This notebook continues the analysis of the World Bank Statistical Performance Indicators (SPI) dataset, a longitudinal country-level dataset covering 217 countries from 2004 to 2023. Each row represents one country-year observation and includes multiple measures of statistical capacity, such as data use, data products, and infrastructure.
Building on the hypothesis testing work from Week 7, this analysis
shifts toward modeling. Two questions are addressed. First, does income
group explain differences in overall statistical performance across
countries? This is tested using a one-way ANOVA. Second, can a single
continuous sub-indicator, data_products_score, predict a
country’s overall performance? This is explored through simple linear
regression.
These two approaches move beyond comparing group means toward understanding the structure of the relationship between statistical capacity indicators.
As in the previous analysis, the dataset is filtered to the most recent year (2023) to ensure that each country appears only once. Because the same country is recorded multiple times across years, using all years would violate the independence assumption required for both ANOVA and regression.
# Load libraries
library(tidyverse)
## ── Attaching core tidyverse packages ──────────────────────── tidyverse 2.0.0 ──
## ✔ dplyr 1.1.4 ✔ readr 2.1.6
## ✔ forcats 1.0.1 ✔ stringr 1.6.0
## ✔ ggplot2 4.0.1 ✔ tibble 3.3.1
## ✔ lubridate 1.9.4 ✔ tidyr 1.3.2
## ✔ purrr 1.2.1
## ── Conflicts ────────────────────────────────────────── tidyverse_conflicts() ──
## ✖ dplyr::filter() masks stats::filter()
## ✖ dplyr::lag() masks stats::lag()
## ℹ Use the conflicted package (<http://conflicted.r-lib.org/>) to force all conflicts to become errors
library(ggthemes)
# Load dataset
dataset <- read_csv("dataset.csv")
## Rows: 4340 Columns: 12
## ── Column specification ────────────────────────────────────────────────────────
## Delimiter: ","
## chr (4): iso3c, country, region, income
## dbl (8): year, population, overall_score, data_use_score, data_services_scor...
##
## ℹ Use `spec()` to retrieve the full column specification for this data.
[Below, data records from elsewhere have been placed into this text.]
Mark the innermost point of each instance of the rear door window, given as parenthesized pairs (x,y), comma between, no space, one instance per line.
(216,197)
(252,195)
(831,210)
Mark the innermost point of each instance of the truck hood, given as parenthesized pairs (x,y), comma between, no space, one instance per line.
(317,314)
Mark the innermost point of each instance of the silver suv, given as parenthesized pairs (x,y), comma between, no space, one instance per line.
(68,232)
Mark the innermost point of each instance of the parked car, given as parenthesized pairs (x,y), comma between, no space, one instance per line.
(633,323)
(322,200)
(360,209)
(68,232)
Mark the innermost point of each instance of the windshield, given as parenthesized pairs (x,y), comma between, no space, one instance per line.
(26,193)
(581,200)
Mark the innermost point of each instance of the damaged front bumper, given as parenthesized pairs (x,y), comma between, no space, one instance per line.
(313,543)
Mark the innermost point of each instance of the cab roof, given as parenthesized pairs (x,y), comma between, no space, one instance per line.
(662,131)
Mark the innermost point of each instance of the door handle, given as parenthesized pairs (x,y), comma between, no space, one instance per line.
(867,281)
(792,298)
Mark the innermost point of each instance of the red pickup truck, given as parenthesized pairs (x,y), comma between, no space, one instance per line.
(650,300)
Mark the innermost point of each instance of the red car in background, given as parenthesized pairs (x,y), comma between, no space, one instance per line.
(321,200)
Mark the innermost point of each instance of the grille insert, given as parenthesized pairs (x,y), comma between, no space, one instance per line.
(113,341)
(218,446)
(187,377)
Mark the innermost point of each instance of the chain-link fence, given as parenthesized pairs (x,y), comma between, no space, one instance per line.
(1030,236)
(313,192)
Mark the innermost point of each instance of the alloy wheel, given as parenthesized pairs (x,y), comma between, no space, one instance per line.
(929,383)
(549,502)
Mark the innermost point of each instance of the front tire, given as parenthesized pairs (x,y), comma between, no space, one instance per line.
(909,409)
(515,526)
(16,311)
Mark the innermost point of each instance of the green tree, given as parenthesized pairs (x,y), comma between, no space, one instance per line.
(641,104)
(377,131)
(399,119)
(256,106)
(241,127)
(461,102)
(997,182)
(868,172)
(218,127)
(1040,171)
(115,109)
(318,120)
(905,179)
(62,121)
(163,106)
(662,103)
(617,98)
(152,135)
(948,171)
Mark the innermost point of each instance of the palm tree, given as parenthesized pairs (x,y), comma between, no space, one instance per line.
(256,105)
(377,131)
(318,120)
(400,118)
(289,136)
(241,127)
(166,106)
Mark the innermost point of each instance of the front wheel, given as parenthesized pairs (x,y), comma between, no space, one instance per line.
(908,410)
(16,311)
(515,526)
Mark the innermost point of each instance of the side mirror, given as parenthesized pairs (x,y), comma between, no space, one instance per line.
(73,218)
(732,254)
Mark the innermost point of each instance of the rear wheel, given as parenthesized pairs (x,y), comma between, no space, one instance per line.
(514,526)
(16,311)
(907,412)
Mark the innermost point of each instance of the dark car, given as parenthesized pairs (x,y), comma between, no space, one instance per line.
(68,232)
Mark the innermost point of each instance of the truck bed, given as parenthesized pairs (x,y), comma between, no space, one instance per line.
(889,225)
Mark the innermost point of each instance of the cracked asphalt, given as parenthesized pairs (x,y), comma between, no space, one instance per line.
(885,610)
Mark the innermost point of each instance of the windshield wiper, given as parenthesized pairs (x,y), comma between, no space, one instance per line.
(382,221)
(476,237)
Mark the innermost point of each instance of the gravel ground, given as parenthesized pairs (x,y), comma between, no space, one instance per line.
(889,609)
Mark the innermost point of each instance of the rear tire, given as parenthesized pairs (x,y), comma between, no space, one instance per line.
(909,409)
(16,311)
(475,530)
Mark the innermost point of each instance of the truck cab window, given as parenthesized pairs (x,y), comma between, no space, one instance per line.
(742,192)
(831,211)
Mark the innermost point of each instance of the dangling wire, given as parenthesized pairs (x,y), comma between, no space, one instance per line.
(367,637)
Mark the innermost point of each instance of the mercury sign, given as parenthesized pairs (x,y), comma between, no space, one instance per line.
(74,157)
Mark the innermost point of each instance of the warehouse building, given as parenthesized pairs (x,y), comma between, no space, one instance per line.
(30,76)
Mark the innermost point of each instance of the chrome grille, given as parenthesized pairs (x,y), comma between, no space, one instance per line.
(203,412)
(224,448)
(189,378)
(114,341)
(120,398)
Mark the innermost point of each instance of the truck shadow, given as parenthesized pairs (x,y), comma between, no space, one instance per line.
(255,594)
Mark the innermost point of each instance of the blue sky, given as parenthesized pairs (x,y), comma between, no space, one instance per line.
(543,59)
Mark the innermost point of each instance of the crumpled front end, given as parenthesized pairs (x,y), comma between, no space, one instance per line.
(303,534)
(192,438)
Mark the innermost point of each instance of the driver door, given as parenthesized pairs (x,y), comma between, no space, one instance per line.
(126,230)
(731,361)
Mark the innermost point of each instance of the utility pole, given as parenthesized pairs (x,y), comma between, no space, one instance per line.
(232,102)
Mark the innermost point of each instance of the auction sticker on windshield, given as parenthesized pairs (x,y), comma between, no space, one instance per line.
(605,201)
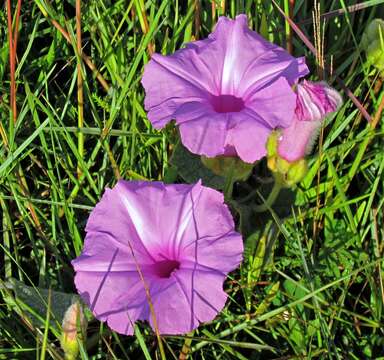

## ℹ Specify the column types or set `show_col_types = FALSE` to quiet this message.
# Filter to 2023 and remove "Not classified" income group
data_2023 <- dataset %>%
filter(year == 2023) %>%
filter(income != "Not classified")
cat("Rows in 2023 snapshot:", nrow(data_2023), "\n")
## Rows in 2023 snapshot: 216
cat("Unique countries:", n_distinct(data_2023$country), "\n")
## Unique countries: 216
# Confirm group sizes
table(data_2023$income)
##
## High income Low income Lower middle income Upper middle income
## 85 26 51 54
The 2023 snapshot contains 216 countries across four income groups: High income (n = 85), Upper middle income (n = 54), Lower middle income (n = 51), and Low income (n = 26). These are sufficient group sizes for ANOVA.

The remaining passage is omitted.